Cada um de nós tem os seus motivos para considerar uma pessoa, um objeto, uma paisagem, uma ideia ou um pormenor belos. Diz Miguel Torga, na «Ode à Beleza»: «És a beleza, enfim! És o teu nome! / Um milagre, uma luz, uma harmonia, / Uma linha sem traço…»
E esta «linha sem traço», a ideia de «belo», é um dos grandes conceitos da filosofia. Para Platão era mesmo a ideia suprema, enquanto para Aristóteles o belo estava associado à virtude. Por seu lado, para Hegel, a beleza era uma das armas mais poderosas que o homem possui para superar o seu destino trágico, encurralado entre o mundo natural e o mundo perfeito das ideias. E, apesar de o pós-modernismo, com a sua hiper-realidade, rejeitar a beleza, este conceito foi, posteriormente, recuperado, assumindo a beleza um papel cada vez mais importante.

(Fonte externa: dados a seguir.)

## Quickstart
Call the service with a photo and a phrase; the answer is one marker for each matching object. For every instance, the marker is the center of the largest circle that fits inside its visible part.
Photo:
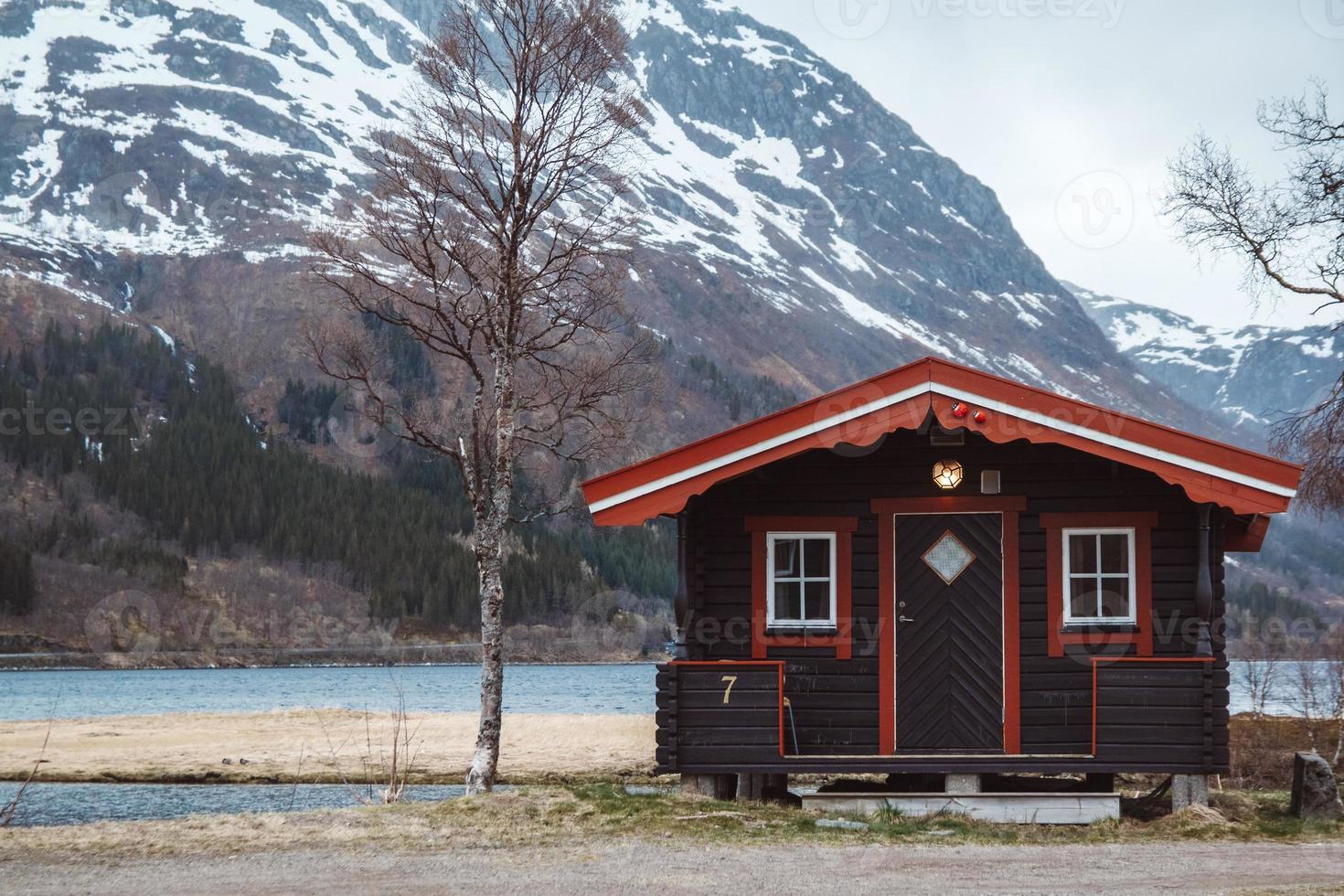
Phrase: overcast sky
(1062, 103)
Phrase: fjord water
(615, 688)
(80, 804)
(620, 688)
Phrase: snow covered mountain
(1253, 375)
(156, 152)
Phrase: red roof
(1232, 477)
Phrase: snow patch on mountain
(1253, 375)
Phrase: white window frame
(772, 623)
(1097, 577)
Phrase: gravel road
(643, 868)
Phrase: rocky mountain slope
(162, 157)
(1250, 375)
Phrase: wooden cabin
(943, 571)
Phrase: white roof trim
(1115, 441)
(895, 398)
(732, 457)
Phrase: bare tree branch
(1289, 237)
(495, 238)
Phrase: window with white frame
(1100, 577)
(801, 579)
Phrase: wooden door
(949, 633)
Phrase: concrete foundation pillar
(763, 787)
(1189, 790)
(961, 784)
(712, 786)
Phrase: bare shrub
(385, 766)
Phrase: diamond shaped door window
(949, 558)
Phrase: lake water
(101, 692)
(626, 688)
(82, 804)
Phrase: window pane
(1115, 597)
(818, 601)
(788, 601)
(816, 558)
(786, 558)
(1115, 554)
(1083, 598)
(1083, 552)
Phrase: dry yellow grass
(322, 746)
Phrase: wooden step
(1012, 809)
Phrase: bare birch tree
(1290, 238)
(495, 238)
(1258, 667)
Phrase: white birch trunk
(489, 564)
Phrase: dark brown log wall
(835, 703)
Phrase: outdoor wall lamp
(946, 475)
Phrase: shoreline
(323, 746)
(187, 661)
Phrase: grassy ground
(601, 813)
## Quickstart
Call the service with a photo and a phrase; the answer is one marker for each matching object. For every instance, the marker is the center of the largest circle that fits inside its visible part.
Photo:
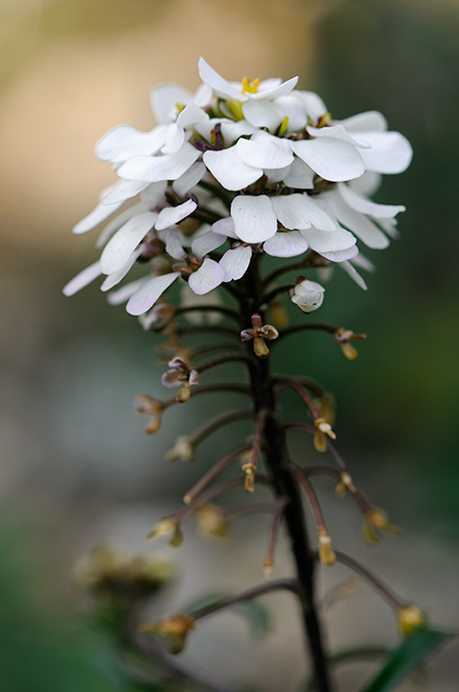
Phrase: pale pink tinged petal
(354, 274)
(125, 292)
(371, 121)
(332, 159)
(262, 113)
(230, 170)
(191, 115)
(271, 91)
(164, 100)
(231, 130)
(300, 175)
(206, 242)
(174, 245)
(359, 224)
(124, 190)
(189, 179)
(124, 242)
(337, 132)
(254, 218)
(125, 141)
(148, 293)
(224, 227)
(293, 108)
(82, 279)
(169, 216)
(289, 211)
(366, 206)
(158, 168)
(209, 275)
(368, 184)
(175, 137)
(390, 152)
(116, 223)
(286, 244)
(100, 213)
(313, 104)
(265, 151)
(115, 278)
(331, 241)
(299, 211)
(202, 96)
(236, 262)
(217, 82)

Historicamente, como bem aponta Hegel, o conceito de beleza tem refletido as principais ideias vigentes em cada época, porque, sendo o homem que o define, este reflete, naturalmente, as teorias que, em cada momento, entende serem as mais importantes.
Diz Alves Pires: «Encontrar uma definição essencial de beleza que possa contentar o comum dos humanos é tarefa quase tão íngreme como achar um melro branco». Mas, podemos questionar-nos sobre o que é a beleza ou, mais concretamente, sobre o que é, para cada um de nós, a beleza.

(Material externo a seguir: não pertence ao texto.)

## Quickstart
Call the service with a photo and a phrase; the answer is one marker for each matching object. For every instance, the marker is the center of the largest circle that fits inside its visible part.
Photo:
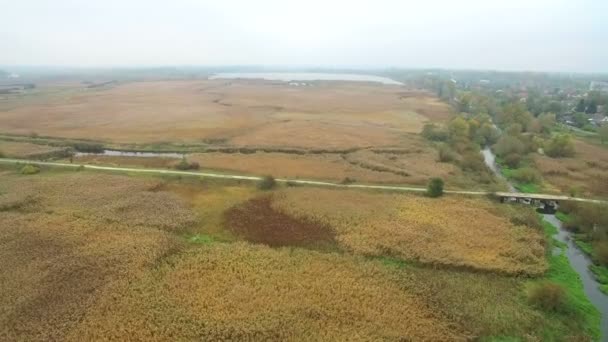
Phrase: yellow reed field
(454, 231)
(246, 292)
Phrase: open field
(586, 173)
(92, 256)
(26, 150)
(441, 232)
(249, 113)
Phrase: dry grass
(586, 172)
(244, 292)
(25, 150)
(333, 114)
(149, 162)
(66, 239)
(453, 231)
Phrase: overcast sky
(544, 35)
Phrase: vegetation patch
(450, 231)
(256, 221)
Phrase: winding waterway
(580, 261)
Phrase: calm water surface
(304, 76)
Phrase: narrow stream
(580, 261)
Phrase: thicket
(185, 165)
(30, 169)
(267, 183)
(88, 147)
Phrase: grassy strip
(563, 217)
(579, 311)
(600, 272)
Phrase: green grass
(202, 239)
(579, 311)
(563, 216)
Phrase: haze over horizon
(472, 34)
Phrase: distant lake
(304, 76)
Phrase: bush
(601, 252)
(30, 169)
(184, 165)
(560, 145)
(434, 133)
(446, 154)
(472, 162)
(88, 147)
(512, 160)
(267, 183)
(526, 175)
(547, 296)
(347, 180)
(435, 187)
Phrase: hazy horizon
(543, 36)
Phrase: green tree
(561, 145)
(435, 187)
(592, 107)
(580, 106)
(267, 183)
(603, 132)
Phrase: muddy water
(490, 160)
(579, 261)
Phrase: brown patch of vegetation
(585, 173)
(256, 221)
(459, 232)
(67, 239)
(150, 162)
(252, 292)
(330, 114)
(26, 150)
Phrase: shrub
(347, 180)
(30, 169)
(267, 183)
(472, 162)
(435, 187)
(560, 145)
(446, 154)
(88, 147)
(601, 252)
(184, 165)
(526, 175)
(547, 296)
(512, 160)
(434, 133)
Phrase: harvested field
(26, 150)
(256, 221)
(459, 232)
(327, 114)
(585, 173)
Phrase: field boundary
(258, 178)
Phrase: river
(304, 76)
(580, 261)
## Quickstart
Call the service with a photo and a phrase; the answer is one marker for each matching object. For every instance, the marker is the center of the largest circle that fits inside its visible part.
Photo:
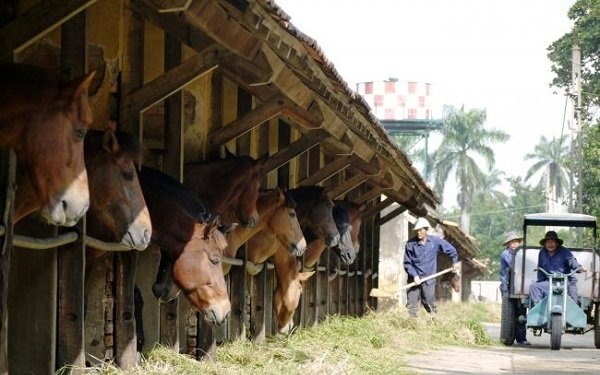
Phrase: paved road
(578, 355)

Em A Devastação do Silêncio, João Reis, ironicamente, afirma: «As perguntas não me incomodam muito, creio, o problema está em exigirem resposta, com efeito, se as perguntas não requeressem uma resposta, duvido que me irritassem, na verdade, acho que as interrogações me exasperam meramente porque exigem uma resposta». E tem toda a razão! O que incomoda nas perguntas é o facto de exigirem uma resposta.
Ora, para responder à questão colocada sobre o que é a beleza, é necessário cada um ater-se às suas crenças pessoais, à análise dos motivos que o levam a considerar algo ou alguém belo. Trata-se, pois, de uma pergunta que nos leva a refletir sobre o nosso próprio sistema de pensamento, sobre os conceitos em que assenta a nossa definição de estética. O que importa é, pois, tanto o processo como as conclusões a que chegamos.

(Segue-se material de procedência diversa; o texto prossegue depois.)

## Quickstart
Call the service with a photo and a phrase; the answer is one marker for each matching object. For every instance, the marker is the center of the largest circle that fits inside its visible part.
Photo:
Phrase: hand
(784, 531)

Diz S. Tomás de Aquino que a beleza é o que agrada à visão. Ora, se assim é, o que é que agrada à visão particular de cada um? O que é que a beleza tem que nos agrada e como pode ela salvar o mundo?
Quando Dostoievski, em O Idiota, põe na boca de Hippolytos a pergunta sobre se a beleza salvará o mundo, a resposta do príncipe Mychkine é apenas silêncio. Mas, sabe-se que o próprio Dostoievski acreditava nesta afirmação, porque, uma vez por ano, se deslocava a Dresden, na Alemanha, para contemplar a Madonna de Rafael, onde permanecia atento, longo tempo, em silêncio. E ele próprio afirmou: «Seguramente não podemos viver sem pão, mas também é impossível existir sem beleza». Terá sido a ideia subjacente a esta formulação que inspirou os movimentos sindicalistas no Brasil a proferir a famosa frase (copiada de Trotsky): «Pelo direito ao pão mas também à poesia».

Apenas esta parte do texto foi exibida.